Swistel, Daniel G; Balaram, Sandhya K
Since its first description in the 1950s, the pathophysiology of hypertrophic cardiomyopathy has been clarified by advanced echocardiographic technologies. Improved pharmacotherapy now successfully treats most afflicted individuals. Along with these advances, surgical management has also evolved, as the role of the mitral valve and the subvalvular structures in causing obstruction has been identified. Over the last 2 decades, a variety of options to surgically manage the complex patient with obstruction have been described. Successful surgical management is dependent on the complete evaluation of the causes of obstruction in the specific individual, as the heterogeneity of the anatomy may confound the direction of therapy. Mitral valve replacement may no longer be necessary in individuals who have a relatively thin septum and instead obstruct from an elongated mitral anterior leaflet or the presence of accessory papillary muscles and chords. Techniques for mitral valve plication have been successfully used with mid- to long-term success. A systematic strategy for the evaluation of obstruction in hypertrophic cardiomyopathy and the various surgical options are summarized in a procedure termed RPR for resection (extended myectomy), plication (mitral valve shortening), and release (papillary muscle manipulation).
PMID: 22687591
ISSN: 1873-1740
CID: 1562762

Does surgical relief of obstruction improve prognosis for hypertrophic cardiomyopathy?

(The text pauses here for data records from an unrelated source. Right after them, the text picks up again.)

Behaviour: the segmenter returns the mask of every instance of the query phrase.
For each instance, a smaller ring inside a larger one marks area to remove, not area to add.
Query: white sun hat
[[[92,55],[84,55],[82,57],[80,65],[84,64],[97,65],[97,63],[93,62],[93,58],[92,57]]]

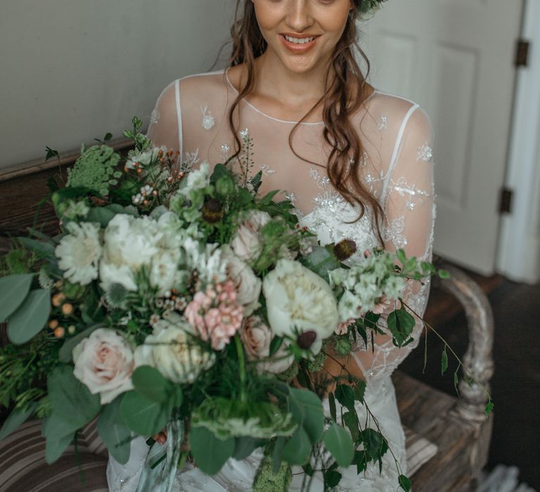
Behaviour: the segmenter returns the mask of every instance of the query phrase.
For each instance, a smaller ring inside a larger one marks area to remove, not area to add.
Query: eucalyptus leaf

Ross, Ronald E; Sherrid, Mark V; Casey, Mairead M; Swistel, Daniel G; Balaram, Sandhya K
Unique genetic characteristics of hypertrophic cardiomyopathy (HCM), including heterogeneity and incomplete penetrance, have made making predictions about prognosis complex. We reviewed data from septal myectomy results as published from 1980 to 2011, most of which come from specialized tertiary care centers. We also performed a retrospective review of 132 consecutive patients who underwent HCM surgery at our institution. At a mean follow-up of 4.2 +/- 3.2 years (range, 3 days to 14.2 years), there were no deaths within 30 days of surgery for our cohort. Over the course of 15 years, 2 deaths occurred in older patients, both of whom had surgery for HCM along with additional cardiac procedures. Age, the presence of comorbidities, and concomitant cardiac procedures were not statistically significant risk factors for mortality. Overall survival at 1, 5, and 10 years was excellent: 99%, 99%, and 92%, respectively. Surgical myectomy has been proven to be a safe and effective procedure for symptomatic obstructive HCM, and it confers excellent survival similar to that of the healthy population.